Gov. Beshear has saved lives in pandemic. We should thank him, not limit his powers.
Since November, I have volunteered with the Oxford COVID-19 Government Response Tracker (OxCGRT), a University of Oxford initiative that tracks pandemic-response measures across state and national governments. This work affords an interesting window into the highs and lows of pandemic policy across the US. Data from the tracker make one thing clear: Gov. Andy Beshear has performed far better than other governors in managing our collective crisis. His decisive mandates have paid dividends in saving the lives of Kentuckians, even if some leaders now condemn his actions.
One need look only as far as Tennessee to gauge what might have happened had Beshear’s response been more timid. With a population just 50 percent higher than Kentucky’s, our southern neighbor has had over two times the number of cases and 2.6 times as many COVID-related deaths, according to data from The Atlantic’s COVID Tracking Project. The Volunteer State’s policy response has oscillated between loose gathering restrictions (only recently tightened to 10) and encouragement—though notably not requirements—to limit travel, wear masks and work from home. For months, Tennesseans have been calling for a statewide mask mandate to no avail. Governor Bill Lee continues to cite religious and political freedom as reasons to limit state-level intervention—and the results of inaction are stark. On Dec. 20, with Tennessee’s hospitals at capacity, Lee analogised the state to a battlefield: “Tennessee is ground zero for a surge in sickness. . . We are in a war.”
A bit further south, Alabama is ensnared in a similar crisis. OxCGRT’s data show that Governor Kay Ivey has not closed schools, placed capacity limits on businesses, or taken some of the other steps we’ve seen in Kentucky. Notably, Alabama has had twice as many deaths as Kentucky despite having only a marginally larger population. Though it is difficult to pin this disparity on one particular action, it is clear that COVID-19 restrictions are critical to keeping people safe. The irony of the fact that Alabama has been evacuating patients to Kentucky—while Kentuckians criticize Beshear for his “authoritarian” COVID-19 response—is not lost here.
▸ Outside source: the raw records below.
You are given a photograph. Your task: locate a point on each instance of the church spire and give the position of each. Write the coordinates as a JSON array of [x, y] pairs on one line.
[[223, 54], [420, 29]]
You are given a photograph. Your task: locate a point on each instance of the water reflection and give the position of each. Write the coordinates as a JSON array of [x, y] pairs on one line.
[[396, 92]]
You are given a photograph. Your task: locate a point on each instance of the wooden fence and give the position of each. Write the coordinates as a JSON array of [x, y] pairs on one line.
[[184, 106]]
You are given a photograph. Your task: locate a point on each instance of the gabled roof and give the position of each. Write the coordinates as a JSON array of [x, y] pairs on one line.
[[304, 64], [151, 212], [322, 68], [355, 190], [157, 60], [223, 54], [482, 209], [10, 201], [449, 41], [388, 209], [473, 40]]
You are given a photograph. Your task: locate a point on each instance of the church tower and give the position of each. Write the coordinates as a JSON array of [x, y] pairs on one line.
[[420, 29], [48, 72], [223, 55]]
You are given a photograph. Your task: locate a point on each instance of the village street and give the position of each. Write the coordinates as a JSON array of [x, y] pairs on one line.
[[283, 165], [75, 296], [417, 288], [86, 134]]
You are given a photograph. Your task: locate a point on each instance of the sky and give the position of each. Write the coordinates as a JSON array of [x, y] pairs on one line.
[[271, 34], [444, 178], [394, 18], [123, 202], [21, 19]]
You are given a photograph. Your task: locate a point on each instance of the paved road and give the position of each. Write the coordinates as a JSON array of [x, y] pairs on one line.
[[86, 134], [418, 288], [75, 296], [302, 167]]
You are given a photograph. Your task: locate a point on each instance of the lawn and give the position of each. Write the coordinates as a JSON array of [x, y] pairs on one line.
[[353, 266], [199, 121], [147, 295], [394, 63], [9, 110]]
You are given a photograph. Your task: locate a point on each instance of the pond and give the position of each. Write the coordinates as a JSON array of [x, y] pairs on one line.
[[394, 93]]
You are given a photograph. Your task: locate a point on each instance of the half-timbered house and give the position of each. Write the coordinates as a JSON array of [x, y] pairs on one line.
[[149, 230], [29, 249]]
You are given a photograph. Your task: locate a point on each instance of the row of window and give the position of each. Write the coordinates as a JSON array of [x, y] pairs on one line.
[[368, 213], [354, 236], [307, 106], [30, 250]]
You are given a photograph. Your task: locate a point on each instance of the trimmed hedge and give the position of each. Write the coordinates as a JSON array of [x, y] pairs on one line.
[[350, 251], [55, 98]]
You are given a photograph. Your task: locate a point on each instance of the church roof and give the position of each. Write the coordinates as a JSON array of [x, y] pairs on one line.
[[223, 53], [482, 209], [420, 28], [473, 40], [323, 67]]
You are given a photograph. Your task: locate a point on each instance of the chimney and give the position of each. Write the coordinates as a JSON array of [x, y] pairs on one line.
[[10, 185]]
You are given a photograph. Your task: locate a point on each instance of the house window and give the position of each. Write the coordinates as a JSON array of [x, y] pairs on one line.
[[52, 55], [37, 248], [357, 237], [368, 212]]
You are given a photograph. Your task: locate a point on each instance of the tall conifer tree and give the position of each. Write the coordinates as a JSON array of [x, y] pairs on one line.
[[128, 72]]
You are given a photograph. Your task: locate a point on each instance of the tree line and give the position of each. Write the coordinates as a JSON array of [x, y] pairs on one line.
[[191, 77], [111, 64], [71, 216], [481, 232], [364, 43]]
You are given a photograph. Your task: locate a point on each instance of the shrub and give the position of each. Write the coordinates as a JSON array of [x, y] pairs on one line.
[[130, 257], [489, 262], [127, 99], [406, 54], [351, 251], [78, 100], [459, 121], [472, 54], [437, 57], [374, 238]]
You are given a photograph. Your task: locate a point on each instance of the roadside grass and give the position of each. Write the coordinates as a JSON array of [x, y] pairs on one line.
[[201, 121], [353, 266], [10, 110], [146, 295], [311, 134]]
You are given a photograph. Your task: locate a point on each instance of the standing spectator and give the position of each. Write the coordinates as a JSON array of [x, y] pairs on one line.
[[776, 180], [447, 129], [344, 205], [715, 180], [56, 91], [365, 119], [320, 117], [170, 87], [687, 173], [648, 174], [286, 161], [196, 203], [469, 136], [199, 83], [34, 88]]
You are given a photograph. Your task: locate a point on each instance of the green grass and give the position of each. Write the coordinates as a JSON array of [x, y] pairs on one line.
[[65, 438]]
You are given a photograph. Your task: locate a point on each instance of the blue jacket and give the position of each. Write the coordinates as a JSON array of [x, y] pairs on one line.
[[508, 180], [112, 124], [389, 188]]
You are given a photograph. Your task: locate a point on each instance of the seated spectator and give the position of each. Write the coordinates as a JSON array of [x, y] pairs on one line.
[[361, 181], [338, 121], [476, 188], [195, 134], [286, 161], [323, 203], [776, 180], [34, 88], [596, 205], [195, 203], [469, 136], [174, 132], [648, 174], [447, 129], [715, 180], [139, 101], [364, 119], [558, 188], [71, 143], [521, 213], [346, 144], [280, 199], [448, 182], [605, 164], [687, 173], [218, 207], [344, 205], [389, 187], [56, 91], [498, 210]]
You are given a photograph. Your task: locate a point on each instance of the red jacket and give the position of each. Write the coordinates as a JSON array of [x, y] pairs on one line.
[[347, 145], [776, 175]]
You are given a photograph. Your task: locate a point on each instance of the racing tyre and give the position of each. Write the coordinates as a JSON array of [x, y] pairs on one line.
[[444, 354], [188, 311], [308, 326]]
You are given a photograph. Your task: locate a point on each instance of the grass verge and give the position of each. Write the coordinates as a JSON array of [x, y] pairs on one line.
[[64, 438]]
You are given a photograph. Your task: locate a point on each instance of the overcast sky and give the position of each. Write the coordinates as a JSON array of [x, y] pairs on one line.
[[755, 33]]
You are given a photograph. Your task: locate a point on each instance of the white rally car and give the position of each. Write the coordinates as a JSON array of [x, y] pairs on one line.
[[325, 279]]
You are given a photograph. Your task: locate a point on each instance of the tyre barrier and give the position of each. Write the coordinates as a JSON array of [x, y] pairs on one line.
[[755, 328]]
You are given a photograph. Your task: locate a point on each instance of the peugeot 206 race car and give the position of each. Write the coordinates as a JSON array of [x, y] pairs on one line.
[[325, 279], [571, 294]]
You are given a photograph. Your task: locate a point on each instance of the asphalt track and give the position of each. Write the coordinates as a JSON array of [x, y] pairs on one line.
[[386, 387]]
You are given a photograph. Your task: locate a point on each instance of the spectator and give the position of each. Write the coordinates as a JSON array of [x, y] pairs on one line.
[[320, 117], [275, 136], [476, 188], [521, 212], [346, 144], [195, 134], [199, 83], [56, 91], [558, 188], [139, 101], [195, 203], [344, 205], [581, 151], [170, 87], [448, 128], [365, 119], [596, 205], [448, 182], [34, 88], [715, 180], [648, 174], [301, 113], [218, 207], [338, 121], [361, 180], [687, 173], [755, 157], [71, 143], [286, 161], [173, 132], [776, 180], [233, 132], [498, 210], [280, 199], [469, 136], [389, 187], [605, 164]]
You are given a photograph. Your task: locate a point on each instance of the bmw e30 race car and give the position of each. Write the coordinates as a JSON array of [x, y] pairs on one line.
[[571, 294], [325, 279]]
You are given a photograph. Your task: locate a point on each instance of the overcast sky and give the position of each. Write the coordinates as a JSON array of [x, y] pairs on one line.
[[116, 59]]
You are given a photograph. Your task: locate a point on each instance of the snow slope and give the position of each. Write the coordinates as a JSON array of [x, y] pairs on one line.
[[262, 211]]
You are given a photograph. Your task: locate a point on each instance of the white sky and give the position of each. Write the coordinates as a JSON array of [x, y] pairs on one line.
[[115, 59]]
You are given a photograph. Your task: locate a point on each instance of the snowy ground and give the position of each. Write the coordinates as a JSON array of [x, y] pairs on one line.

In addition to illuminating what has gone wrong in places like Tennessee and Alabama, the OxCGRT data show what other states get right. States with lower levels of virus exposure share governors (across the political spectrum) who have decided that protecting people matters more than maintaining personal popularity. Consider West Virginia, which has kept cases and deaths at bay through a series of targeted executive actions. There, Governor Jim Justice (a Republican), in conjunction with state health and education officials, has mandated periodic statewide school closures, required masks in all indoor venues since July and recommended West Virginians cancel holiday celebrations. His executive orders have also expanded unemployment benefits, prohibited elective medical procedures and mandated National Guard testing of every nursing-home resident. This month West Virginia has been celebrated nationally as the US leader in vaccine administration, due in large part to Justice’s use of executive power.
Back home in Kentucky, many residents are quick to condemn our own Governor’s efforts to fight COVID-19—actions which have kept Kentuckians alive and hospitals below capacity despite chaos just beyond our borders. Restaurants have stood in proud defiance of indoor dining restrictions, pastors have sued to keep in-person services and religious schools open, and an Impeachment Committee has formed to criticize Beshear’s pandemic response. Most troubling is the fact that our state House and Senate have already legislated permanent reductions in Beshear’s executive powers.
Having tracked Kentucky’s news alongside developments in Tennessee, Alabama and West Virginia, I am confident that we should stay the course and stop the personal attacks. Yet many Kentuckians seem so committed to censuring Beshear in the name of “freedom” that they forget the very real risk of becoming slaves to a virus that has already wounded neighboring states. It is a deep (and painful) irony that the governor perhaps most deserving of recognition is now met with statewide reprisal. I, for one, remain thankful for his courage.
Disclaimer: This work does not represent the views of the University of Oxford or the Blavatnik School of Government’s OxCGRT project team.
Rachel Dixon is a native Kentuckian and recent graduate of the MPhil in Comparative Social Policy at Oxford, where she studied Appalachian health and labor market policy.